Segundo Oliveira, para mudar essa realidade se faz necessária a produção de
alimentos sadios, uma prática já adotada por milhares de trabalhadores Sem Terra
em todo o Brasil, mas que também é fundamental o conhecimento acadêmico e
científico para fortalecer esse modelo saudável de agricultura.
A 1ª Turma Especial de Veterinária teve como patrono o deputado
Adão Pretto
“Nossa perspectiva é que possamos avançar na produção de alimentos livres de
venenos. E, para isso, contamos com o conhecimento empírico dos nossos
camponeses, mas também precisamos, sim, do conhecimento científico, que se dá
através de cursos como o de Medicina Veterinária, Agronomia e tantos outros que
conquistamos, para que de fato possamos enfrentar as grandes contradições,
produzir com qualidade e abastecer a sociedade”, argumentou.

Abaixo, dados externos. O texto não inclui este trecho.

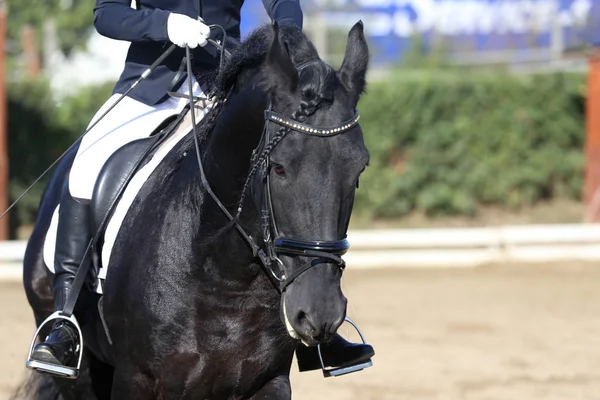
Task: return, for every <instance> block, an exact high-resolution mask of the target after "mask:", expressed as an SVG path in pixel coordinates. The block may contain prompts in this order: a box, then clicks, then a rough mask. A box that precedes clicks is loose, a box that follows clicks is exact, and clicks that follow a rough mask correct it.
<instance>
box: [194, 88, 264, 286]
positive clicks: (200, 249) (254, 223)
mask: <svg viewBox="0 0 600 400" xmlns="http://www.w3.org/2000/svg"><path fill="white" fill-rule="evenodd" d="M265 103H266V100H265V97H264V95H263V94H262V93H261V92H258V91H256V90H242V91H240V92H239V93H235V94H233V95H232V96H231V97H230V98H229V99H228V100H227V102H226V104H225V105H224V108H223V110H222V111H221V113H220V116H219V117H218V122H217V123H216V125H215V127H214V129H213V130H212V132H211V133H210V136H209V139H208V141H207V143H206V150H205V152H204V157H203V165H204V169H205V172H206V178H207V180H208V182H209V184H210V186H211V189H212V190H213V192H214V193H215V195H216V196H217V198H218V199H219V201H221V202H222V204H223V205H224V206H225V207H226V208H227V209H228V210H229V212H230V213H231V214H232V215H235V211H236V209H237V204H238V201H239V199H240V197H241V194H242V188H243V186H244V183H245V180H246V177H247V176H248V173H249V170H250V158H251V155H252V151H253V150H254V149H255V148H256V146H257V145H258V143H259V141H260V137H261V134H262V130H263V126H264V109H265ZM200 190H201V191H202V192H203V193H204V195H203V197H204V200H203V202H202V203H203V205H202V208H201V213H200V214H201V215H200V236H203V237H204V238H216V241H215V242H213V245H211V246H204V245H200V247H199V251H200V252H201V253H203V254H206V256H207V259H209V260H210V262H211V263H213V264H217V265H216V267H217V268H216V269H217V270H218V271H219V272H218V274H220V275H221V276H222V277H224V278H225V279H228V280H229V279H231V280H237V281H240V282H242V283H250V282H249V280H248V278H249V275H252V272H251V271H252V269H250V268H249V266H250V264H251V263H252V262H253V261H254V258H253V256H252V252H251V249H250V247H249V245H248V243H247V242H245V241H244V240H243V239H242V236H241V235H240V234H239V232H237V230H236V229H234V228H232V229H229V230H228V231H226V232H225V233H224V232H223V228H225V227H227V226H228V222H229V221H228V220H227V218H226V216H225V214H224V213H223V212H222V211H221V209H220V208H219V207H218V206H217V204H216V202H215V201H214V200H213V199H211V198H210V197H209V195H208V193H207V192H206V188H202V187H201V188H200ZM244 205H245V207H244V212H243V213H242V218H241V220H240V224H241V226H243V228H244V229H245V230H246V231H247V233H248V234H249V235H251V236H252V237H254V238H257V237H258V236H259V235H258V230H259V229H258V225H259V224H258V212H257V211H256V207H254V204H253V201H252V196H251V194H250V193H249V191H248V192H247V193H246V201H245V202H244ZM215 243H216V244H215ZM221 267H222V268H221Z"/></svg>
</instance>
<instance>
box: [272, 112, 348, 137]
mask: <svg viewBox="0 0 600 400" xmlns="http://www.w3.org/2000/svg"><path fill="white" fill-rule="evenodd" d="M265 117H266V119H267V120H269V121H273V122H275V123H277V124H279V125H282V126H286V127H288V128H291V129H293V130H295V131H298V132H302V133H306V134H309V135H315V136H333V135H337V134H338V133H342V132H346V131H348V130H350V129H352V128H353V127H354V126H356V124H358V119H359V118H360V115H359V114H358V112H357V113H356V114H354V117H352V118H351V119H349V120H348V121H345V122H342V123H341V124H340V125H338V126H335V127H333V128H320V127H319V128H315V127H313V126H310V125H306V124H303V123H300V122H297V121H294V120H291V119H288V118H285V117H282V116H281V115H279V114H277V113H275V112H273V111H268V110H267V111H265Z"/></svg>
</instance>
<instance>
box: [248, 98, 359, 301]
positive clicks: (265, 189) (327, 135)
mask: <svg viewBox="0 0 600 400" xmlns="http://www.w3.org/2000/svg"><path fill="white" fill-rule="evenodd" d="M358 119H359V114H358V113H357V112H356V113H355V114H354V116H353V117H352V118H351V119H349V120H348V121H345V122H343V123H341V124H340V125H338V126H334V127H328V128H323V127H315V126H311V125H306V124H303V123H300V122H297V121H294V120H292V119H289V118H285V117H283V116H281V115H279V114H277V113H275V112H273V111H271V110H270V107H269V110H267V111H265V126H264V131H263V136H262V138H261V141H260V144H259V146H258V147H257V149H256V150H254V153H253V158H254V159H256V158H257V155H258V154H261V153H262V154H263V159H262V160H256V161H254V162H262V163H264V164H263V168H262V171H263V173H262V177H261V178H262V179H261V184H262V189H261V191H262V193H261V194H262V195H261V196H255V201H257V203H259V204H257V205H258V206H259V209H260V212H261V218H260V221H261V232H262V236H263V242H264V245H265V248H266V254H267V257H268V262H269V265H267V266H266V267H267V268H268V269H269V270H270V272H271V275H272V276H273V277H275V279H276V280H277V281H278V282H279V286H280V289H281V291H282V292H283V291H284V290H285V289H286V288H287V287H288V286H289V285H290V284H291V283H292V282H293V281H294V280H295V279H296V278H298V277H299V276H300V275H302V274H303V273H304V272H306V271H307V270H309V269H311V268H313V267H315V266H317V265H319V264H323V263H332V264H337V265H338V266H339V267H340V269H342V270H343V269H344V268H345V267H346V264H345V262H344V260H343V259H342V258H341V256H342V255H344V254H345V253H346V252H347V251H348V249H349V248H350V243H349V242H348V239H347V238H346V237H345V236H344V238H342V239H340V240H333V241H326V240H304V239H296V238H291V237H284V236H282V235H281V234H280V231H279V229H278V228H277V221H276V219H275V213H274V211H273V200H272V196H271V179H270V175H271V174H270V152H271V151H273V149H274V148H275V147H276V146H277V143H279V142H280V141H281V140H282V139H283V138H281V139H280V140H278V141H277V143H275V144H274V146H272V147H270V148H269V151H267V152H263V149H264V148H265V147H266V144H267V143H272V141H273V138H272V137H271V134H270V130H269V129H268V127H269V123H275V124H277V125H280V126H281V127H282V129H281V130H280V133H281V134H282V135H284V136H285V135H287V134H288V133H289V132H291V131H295V132H299V133H302V134H306V135H311V136H318V137H322V138H327V137H331V136H335V135H338V134H341V133H344V132H347V131H349V130H350V129H352V128H354V127H355V126H356V125H358ZM256 198H258V199H260V200H256ZM349 218H350V216H348V219H349ZM346 226H347V224H346ZM279 255H288V256H302V257H309V258H313V260H312V261H311V262H310V263H308V264H306V265H304V266H303V267H302V268H298V269H295V270H294V271H293V272H292V273H291V274H290V275H288V276H286V275H285V274H281V275H277V274H276V273H275V271H274V269H273V266H274V264H278V265H279V266H280V268H281V269H282V271H285V269H284V266H283V263H282V262H281V260H280V259H279Z"/></svg>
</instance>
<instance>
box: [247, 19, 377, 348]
mask: <svg viewBox="0 0 600 400" xmlns="http://www.w3.org/2000/svg"><path fill="white" fill-rule="evenodd" d="M291 46H304V47H306V46H308V49H304V50H306V51H303V50H302V49H301V50H300V51H299V50H298V49H292V50H295V51H291ZM368 58H369V55H368V48H367V43H366V40H365V37H364V33H363V25H362V22H358V23H357V24H356V25H354V26H353V27H352V29H351V30H350V32H349V34H348V41H347V46H346V52H345V57H344V60H343V63H342V65H341V67H340V68H339V69H338V70H335V69H334V68H332V67H331V66H329V65H327V64H326V63H325V62H323V61H322V60H321V59H320V58H319V56H318V54H317V52H316V50H315V49H314V47H313V46H312V44H310V42H309V41H308V40H306V41H305V42H302V43H300V44H298V43H288V42H287V41H286V35H285V31H284V29H283V28H279V27H278V26H277V25H274V26H273V36H272V42H271V44H270V47H269V50H268V52H267V55H266V59H265V63H266V65H265V67H266V68H267V71H268V73H267V74H265V76H266V77H265V81H264V82H263V85H264V86H265V87H266V88H267V93H268V95H269V106H268V109H267V111H266V113H265V118H266V123H265V128H264V129H265V131H264V133H263V137H262V140H261V144H260V145H259V147H258V148H257V149H256V150H255V158H256V157H262V160H260V159H259V163H260V161H262V164H261V170H260V172H258V173H257V174H256V177H255V179H254V181H253V184H252V192H253V194H254V199H255V203H256V205H257V207H258V209H259V210H260V215H261V225H262V233H263V237H264V239H265V243H266V247H267V255H268V256H269V257H270V258H271V259H272V260H274V263H273V265H274V268H273V270H276V271H278V274H279V275H278V276H277V278H278V279H279V280H280V281H281V290H282V292H283V293H282V296H281V299H282V300H281V316H282V319H283V320H284V322H285V324H286V326H287V329H288V332H289V334H290V335H291V336H292V337H294V338H296V339H301V340H302V341H303V342H304V343H305V344H307V345H315V344H318V343H321V342H326V341H328V340H329V339H330V338H331V337H332V336H333V335H334V333H335V332H336V331H337V329H338V327H339V326H340V325H341V324H342V322H343V321H344V318H345V315H346V298H345V297H344V295H343V293H342V290H341V287H340V285H341V278H342V272H343V268H344V262H343V260H342V259H341V255H342V254H344V253H345V252H346V250H347V248H348V242H347V241H346V239H345V237H346V232H347V229H348V223H349V220H350V215H351V212H352V207H353V202H354V195H355V190H356V188H357V187H358V179H359V175H360V174H361V172H362V171H363V170H364V169H365V167H366V165H367V164H368V161H369V153H368V151H367V148H366V146H365V143H364V141H363V133H362V130H361V127H360V125H358V113H357V112H356V106H357V103H358V100H359V98H360V95H361V94H362V92H363V91H364V88H365V75H366V71H367V64H368Z"/></svg>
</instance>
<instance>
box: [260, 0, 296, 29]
mask: <svg viewBox="0 0 600 400" xmlns="http://www.w3.org/2000/svg"><path fill="white" fill-rule="evenodd" d="M263 4H264V6H265V9H266V10H267V14H269V17H271V19H272V20H273V21H277V22H278V23H280V24H294V25H297V26H299V27H300V28H302V22H303V15H302V9H301V8H300V0H263Z"/></svg>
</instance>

Cedenir ainda apontou a importância de romper as cercas da educação, para
além do latifúndio, “para ter pessoas mais dignas, mais cultas e,
consequentemente, mais humanas”. “Não faremos mudanças sociais nesse país apenas
distribuindo economia. Nós precisamos elevar o nível de conhecimento e de
cultura das massas através da educação dos nossos filhos e das nossas bases.
Somente assim transformaremos esse país”, concluiu.
Barreiras
O curso de Medicina Veterinária para assentados da reforma agrária começou a
ser pensado ainda em 2005 pelo MST, quando foi encaminhado um projeto para a
capacitação de jovens em Medicina Veterinária ao Pronera. No ano de 2007 ocorreu
a assinatura do convênio e foi realizado vestibular para o ingresso de 60
acadêmicos.
Porém, o Ministério Público de Pelotas entrou com uma ação civil contra a
realização do curso e as aulas iniciaram apenas quatro anos depois, no primeiro
semestre de 2011, após longa disputa judicial que terminou com o parecer
favorável do Superior Tribunal de Justiça (STJ) ao Incra no final de 2010.
As aulas iniciaram em regime de alternância, ou seja, os estudantes passavam
de 80 a 120 dias na universidade e depois mais dois meses nas suas comunidades,
realizando trabalhos acadêmicos e de pesquisa prática.